Solving the Bose-Hubbard model in new ways

TL;DR

This paper introduces a novel number-theoretic approach to analyze the Bose-Hubbard model, enabling precise computation and rigorous proof of quantum phase transitions, while connecting the model to harmonic analysis and spin systems.

Contribution

It presents a new number-theoretic method for analyzing the Bose-Hubbard model, allowing arbitrary accuracy and establishing connections with harmonic analysis and spin systems.

Findings

Rigorous computer-assisted proof of quantum phase transitions.

New isomorphism linking Fock space to harmonic analysis on positive rationals.

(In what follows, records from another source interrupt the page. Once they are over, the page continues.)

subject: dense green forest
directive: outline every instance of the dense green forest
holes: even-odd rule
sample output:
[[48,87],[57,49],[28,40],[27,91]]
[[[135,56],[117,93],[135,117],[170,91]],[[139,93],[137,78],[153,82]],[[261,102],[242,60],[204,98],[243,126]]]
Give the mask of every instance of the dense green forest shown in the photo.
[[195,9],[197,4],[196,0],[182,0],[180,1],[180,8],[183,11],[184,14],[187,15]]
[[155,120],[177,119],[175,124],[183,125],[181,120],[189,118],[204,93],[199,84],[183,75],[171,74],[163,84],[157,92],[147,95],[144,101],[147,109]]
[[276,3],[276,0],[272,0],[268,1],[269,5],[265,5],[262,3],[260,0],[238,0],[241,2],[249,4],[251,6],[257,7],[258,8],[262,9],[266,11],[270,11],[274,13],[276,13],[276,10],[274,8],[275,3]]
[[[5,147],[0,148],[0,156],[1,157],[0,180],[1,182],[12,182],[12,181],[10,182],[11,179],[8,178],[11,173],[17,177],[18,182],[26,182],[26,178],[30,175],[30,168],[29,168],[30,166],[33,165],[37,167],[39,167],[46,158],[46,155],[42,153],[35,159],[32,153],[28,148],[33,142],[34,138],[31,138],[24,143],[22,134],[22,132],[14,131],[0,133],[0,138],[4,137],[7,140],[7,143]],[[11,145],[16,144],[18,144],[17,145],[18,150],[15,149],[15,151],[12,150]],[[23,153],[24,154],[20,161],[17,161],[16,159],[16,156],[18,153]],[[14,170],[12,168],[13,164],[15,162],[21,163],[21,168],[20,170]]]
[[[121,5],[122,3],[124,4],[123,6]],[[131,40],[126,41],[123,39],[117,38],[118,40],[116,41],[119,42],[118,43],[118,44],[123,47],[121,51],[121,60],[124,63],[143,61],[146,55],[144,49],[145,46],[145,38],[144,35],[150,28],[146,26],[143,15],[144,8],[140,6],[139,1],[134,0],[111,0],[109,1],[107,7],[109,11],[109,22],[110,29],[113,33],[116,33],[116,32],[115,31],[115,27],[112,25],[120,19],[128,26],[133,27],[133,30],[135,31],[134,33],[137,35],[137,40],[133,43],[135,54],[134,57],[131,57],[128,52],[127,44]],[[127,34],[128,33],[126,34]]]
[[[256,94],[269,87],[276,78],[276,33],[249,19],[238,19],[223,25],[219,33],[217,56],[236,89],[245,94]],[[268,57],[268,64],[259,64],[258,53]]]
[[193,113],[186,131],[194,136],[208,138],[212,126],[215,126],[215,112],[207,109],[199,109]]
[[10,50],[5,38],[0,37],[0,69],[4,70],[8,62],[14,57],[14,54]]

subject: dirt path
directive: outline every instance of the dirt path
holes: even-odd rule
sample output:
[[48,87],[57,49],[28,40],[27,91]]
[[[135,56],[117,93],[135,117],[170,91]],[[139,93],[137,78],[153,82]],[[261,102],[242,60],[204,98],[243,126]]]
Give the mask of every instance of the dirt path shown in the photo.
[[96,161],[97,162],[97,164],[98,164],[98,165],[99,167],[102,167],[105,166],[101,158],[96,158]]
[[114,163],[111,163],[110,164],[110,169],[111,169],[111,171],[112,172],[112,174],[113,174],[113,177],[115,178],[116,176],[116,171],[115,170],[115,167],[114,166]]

Identification of a physical system analogous to the Bose-Hubbard model.

Abstract

We introduce a new method for analysing the Bose-Hubbard model for an array of bosons with nearest neighbor interactions. It is based on a number-theoretic implementation of the creation and annihilation operators that constitute the model. One of the advantages of this approach is that it facilitates computation with arbitrary accuracy, enabling nearly perfect numerical experimentation. In particular, we provide a rigorous computer assisted proof of quantum phase transitions in finite systems of this type. Furthermore, we investigate properties of the infinite array via harmonic analysis on the multiplicative group of positive rationals. This furnishes an isomorphism that recasts the underlying Fock space as an infinite tensor product of Hecke spaces, i.e., spaces of square-integrable periodic functions that are a superposition of non-negative frequency harmonics. Under this isomorphism, the number-theoretic creation and annihilation operators are mapped into the Kastrup model of the harmonic oscillator on the circle. It also enables us to highlight a kinship of the model at hand with an array of spin moments with a local anisotropy field. This identifies an interesting physical system that can be mapped into the model at hand.